Now that your tomato garden is ripe and ready for harvest, you have a lot of work to do.
We all wish these tomatoes could sit fresh on our counter all winter long but that’s not going to happen – though the fruit flies implore you to try!
Growing, harvesting, and preserving your garden is more work than going to the grocery store in the winter, but well worth it. You will know exactly what went into each jar of your food and how it was grown. Who doesn’t get the warm fuzzies from watching a garden grow then creating delicious pesticide-free food for their friends and family?
You will need to either freeze or can your harvest. Canning is a term that means preserve. Most people use glass jars and not cans even though it’s called canning.
You need LOTS of tomatoes to make even a small amount of sauce. Most tomatoes are almost half water so they will simmer down to shockingly less sauce than one would expect. Make sure you have many tomatoes to make it all worth your time! Some varieties of tomato are more commonly used for sauce because they are more fleshy and less watery. Roma, Amish Paste, and San Marzano are famous for being good sauce tomatoes. You can make sauce with any tomato you have though so don’t worry.

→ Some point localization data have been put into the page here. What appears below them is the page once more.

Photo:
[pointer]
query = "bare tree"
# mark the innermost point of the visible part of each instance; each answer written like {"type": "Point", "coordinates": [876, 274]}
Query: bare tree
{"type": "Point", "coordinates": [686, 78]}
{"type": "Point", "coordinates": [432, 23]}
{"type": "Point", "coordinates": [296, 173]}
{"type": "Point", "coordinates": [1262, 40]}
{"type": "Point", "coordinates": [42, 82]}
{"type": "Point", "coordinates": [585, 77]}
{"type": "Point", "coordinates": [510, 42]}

3 ways to store your tomato harvest
The options below all include the tomato skins as the skin holds a lot of nutrients. You can remove the skins if you prefer.
1. Freeze them whole
Wash and core the tomatoes. Space them out on a cookie sheet and put it in the freezer. Once they are completely frozen, put them in a freezer bag to keep in the freezer until you need a tomato in the winter. The texture of these tomatoes will be mushy once they defrost so use them for cooking only.
This works well for people who aren’t getting many ripe tomatoes at once as you can keep tossing them in the freezer until you have enough to make a big batch of sauce.
2. Freeze them as a tomato sauce
If you keep the tomato sauce plain then it keeps your recipe options open for later.
Wash and core the tomatoes, cut them into sections and use a spoon to remove as many of the seeds as you can. (set the seedy goop aside to store your own seeds for next year)
Once the seeds are removed you can toss the segments into the blender and puree the fruit to your desired consistency.
If you like chunky sauce, separate and puree half and make the other half chunky. Add the two together in the pot. If you prefer chunky sauce you may want to remove the skins from the chunky half of the recipe as there will be noticeable pieces of skin in your sauce.
The sauce will be watery. Simmer it until the water has evaporated to your desired consistency.
Leave it in the pot to cool then pour the cooled sauce into freezer bags and put it in the freezer.
You can season it and add any meat or vegetables when you defrost it later.
3. Can the whole tomato or tomato sauce
If you want to make the sauce and keep it in jars in your pantry you should use a pressure canner. Bacteria can grow inside the jars if not processed at the correct heat for a specific amount of time. Use trusted recipes from the experts as the ratios of fruit to acid must be correct for safe canning.
How to remove tomato skins
- Wash the tomatoes and submerge them in boiling water for a couple of minutes or until you notice the skin has cracked.
- Immediately move the boiled tomato into a bowl of ice water. Let them sit a minute. The ice water will cool them to make them easier to handle. Also, the ice-cold water immediately stops the cooking process.
- Use all of your fingers to make a gentle pinching motion on the tomato to pull the skins off. They should slide off easily.
- Once they are skinned, you can core them.